Cuando todo se clausuró por la pandemia del Covid-19 tuvieron que dejar sus respectivos trabajos y ahora observan impotentes cómo la inflación devora el poco dinero que producen.

Fátima, Stéfani y Carlos Alberto acuden cada día a un comedor popular en La Boca, barrio tradicional de Buenos Aires. Cuando todo cerró por la pandemia de Covid-19 tuvieron que dejar de trabajar y ahora ven impotentes cómo la inflación devora el poco dinero que producen.

“Vengo al comedor desde hace cinco meses. Nunca antes tuve necesidad. Siempre tuve trabajo y ganaba bien, pero después de la pandemia ya no. Todos los días mando currículum, nadie me llama”, dice Stéfani Chinguel, de 23 años.

En un envase, esta joven se lleva dos almuerzos: Uno para ella y el otro para su compañero, que sí tiene un empleo formal en una tienda pero con un salario que no les alcanza. “A mi novio a veces le aumentan el sueldo, pero 1.000 pesos (9 dólares), no va acorde con la suba de precios”, que este año acumula 41,8% y es una de las más altas del mundo. Entre los trabajos que hizo desde los 18 años, Stéfani cuidó ancianos y vendió automóviles.

Ahora va al comedor no solo a buscar comida sino también la oportunidad de que le den un empleo en la cocina, que es recompensado con un subsidio estatal equivalente a la mitad del salario mínimo de 32.000 pesos mensuales (300 dólares al tipo de cambio oficial). “Mucha gente quiere entrar a trabajar aquí, pero no hay cupo”, lanza Edith Cusipaucar (40), madre de 4 hijos, quien desde hace años está en el comedor.

Esta mujer recibe también del Estado 15.000 pesos mensuales (145 dólares) como asignación por sus tres hijos más pequeños. Pero todas las noches sale a vender comida en un puesto callejero. “¿Usted cree que con un sueldo de 15.400 pesos se puede mantener a una familia?”, pregunta. En La Boca y en otros barrios desfavorecidos de la capital argentina como el Bajo Flores han surgido comedores casi en cada esquina, que son gestionados por movimientos sociales con ayuda del Estado. La mayoría ocupan pequeños locales y entregan la comida para llevar.

Trabajo informal.

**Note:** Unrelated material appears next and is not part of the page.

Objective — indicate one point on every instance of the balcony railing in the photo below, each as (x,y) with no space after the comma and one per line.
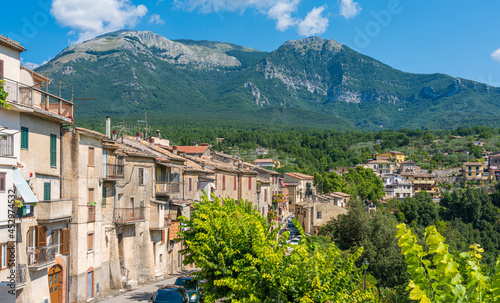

Fátima Gómez trabaja en una empresa de mantenimiento y, aunque no perdió el empleo, durante la cuarentena en 2020, y también después, se encontró con que no había oficinas para limpiar.

En consecuencia, su salario fue reducido prácticamente a la mitad y por primera vez en su vida fue a buscar almuerzos a un comedor popular, donde le dan para ella, sus tres hijos y su nieta. “Trabajo para sobrevivir. Si yo no retiro la comida, no llegamos a fin de mes. No alcanza. Capaz que comés al mediodía y a la noche no”, explica esta mujer que vive en un conventillo (pensión) desde hace 20 años.

Carlos Alberto Álvarez, de 61 años, es vendedor ambulante, pero dice que ni siquiera eso se puede hacer ahora. “En la calle, los policías nos corren. No nos dejan trabajar”.

“Vengo por la necesidad, por el hambre. No hay trabajo, por eso venimos a buscar la comida”, afirma. La tasa de desempleo fue de 9,6% en el segundo trimestre de este año, mientras que la subocupación alcanzó a 12,4%. El índice de pobreza es de 40,6%. “La pandemia aceleró procesos que ya se venían dando en el mundo, donde cada vez había más trabajo informal y trabajo no reconocido. Cuando de un día para el otro se frena la circulación de personas y, en consecuencia, de la economía, queda expuesto un sistema que no estaba preparado para incluir a todas las personas”, destaca Ezequiel Barbenza, profesor en la Universidad del Salvador.